Authors Zielinska H, Bahl A, Holly J, Perks C

Received 1 September 2014

Accepted for publication 20 November 2014

Published 19 January 2015 Volume 2015:7 Pages 9—19

DOI https://doi.org/10.2147/BCTT.S43932

Checked for plagiarism Yes

Review by Single-blind

Peer reviewer comments 5

Editor who approved publication: Professor Pranela Rameshwar

Hanna A Zielinska,1 Amit Bahl,2 Jeff MP Holly,1 Claire M Perks1

1IGFs and Metabolic Endocrinology Group, School of Clinical Sciences, University of Bristol, Learning and Research Building, Southmead Hospital, Bristol, UK; 2Department of Clinical Oncology, Bristol Haematology and Oncology Centre, University Hospitals Bristol, Bristol, UK

Abstract: Evidence indicates that for most human cancers the problem is not that gene mutations occur but is more dependent upon how the body deals with damaged cells. It has been estimated that only about 1% of human cancers can be accounted for by unmistakable hereditary cancer syndromes, only up to 5% can be accounted for due to high-penetrance, single-gene mutations, and in total only 5%–15% of all cancers may have a major genetic component.
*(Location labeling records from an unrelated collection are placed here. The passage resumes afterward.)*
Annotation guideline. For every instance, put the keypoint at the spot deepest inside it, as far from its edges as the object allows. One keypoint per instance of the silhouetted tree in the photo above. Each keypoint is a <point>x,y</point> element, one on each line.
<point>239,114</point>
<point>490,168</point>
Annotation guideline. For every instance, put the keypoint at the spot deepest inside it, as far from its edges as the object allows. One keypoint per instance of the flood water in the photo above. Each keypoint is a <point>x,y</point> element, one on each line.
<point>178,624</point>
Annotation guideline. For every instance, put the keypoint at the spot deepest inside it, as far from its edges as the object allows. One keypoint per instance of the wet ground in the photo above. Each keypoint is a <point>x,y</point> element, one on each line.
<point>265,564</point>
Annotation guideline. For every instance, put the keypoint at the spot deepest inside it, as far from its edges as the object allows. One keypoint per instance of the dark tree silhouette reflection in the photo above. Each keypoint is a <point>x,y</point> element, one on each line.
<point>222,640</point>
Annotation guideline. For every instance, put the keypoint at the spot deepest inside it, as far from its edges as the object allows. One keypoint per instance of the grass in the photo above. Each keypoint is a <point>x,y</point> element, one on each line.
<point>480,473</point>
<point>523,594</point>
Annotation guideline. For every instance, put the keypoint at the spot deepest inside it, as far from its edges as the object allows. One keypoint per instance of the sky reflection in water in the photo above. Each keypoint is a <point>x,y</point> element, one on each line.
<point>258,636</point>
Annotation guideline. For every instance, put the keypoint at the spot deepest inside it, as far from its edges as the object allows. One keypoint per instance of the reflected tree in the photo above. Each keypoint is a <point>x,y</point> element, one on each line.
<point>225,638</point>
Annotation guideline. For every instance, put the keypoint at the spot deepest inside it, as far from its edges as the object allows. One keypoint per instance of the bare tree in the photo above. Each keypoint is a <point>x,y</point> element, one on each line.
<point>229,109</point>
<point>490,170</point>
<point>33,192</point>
The predominant contribution to the causation of most sporadic cancers is considered to be environmental factors contributing between 58% and 82% toward different cancers. A nutritionally poor lifestyle is associated with increased risk of many cancers, including those of the breast. As nutrition, energy balance, macronutrient composition of the diet, and physical activity levels are major determinants of insulin-like growth factor (IGF-I) bioactivity, it has been proposed that, at least in part, these increases in cancer risk and progression may be mediated by alterations in the IGF axis, related to nutritional lifestyle. Localized breast cancer is a manageable disease, and death from breast cancer predominantly occurs due to the development of metastatic disease as treatment becomes more complicated with poorer outcomes. In recent years, epithelial-to-mesenchymal transition has emerged as an important contributor to breast cancer progression and malignant transformation resulting in tumor cells with increased potential for migration and invasion. Furthermore, accumulating evidence suggests a strong link between components of the IGF pathway, epithelial-to-mesenchymal transition, and breast cancer mortality. Here, we highlight some recent studies highlighting the relationship between IGFs, IGF-binding protein 3, and epithelial-to-mesenchymal transition.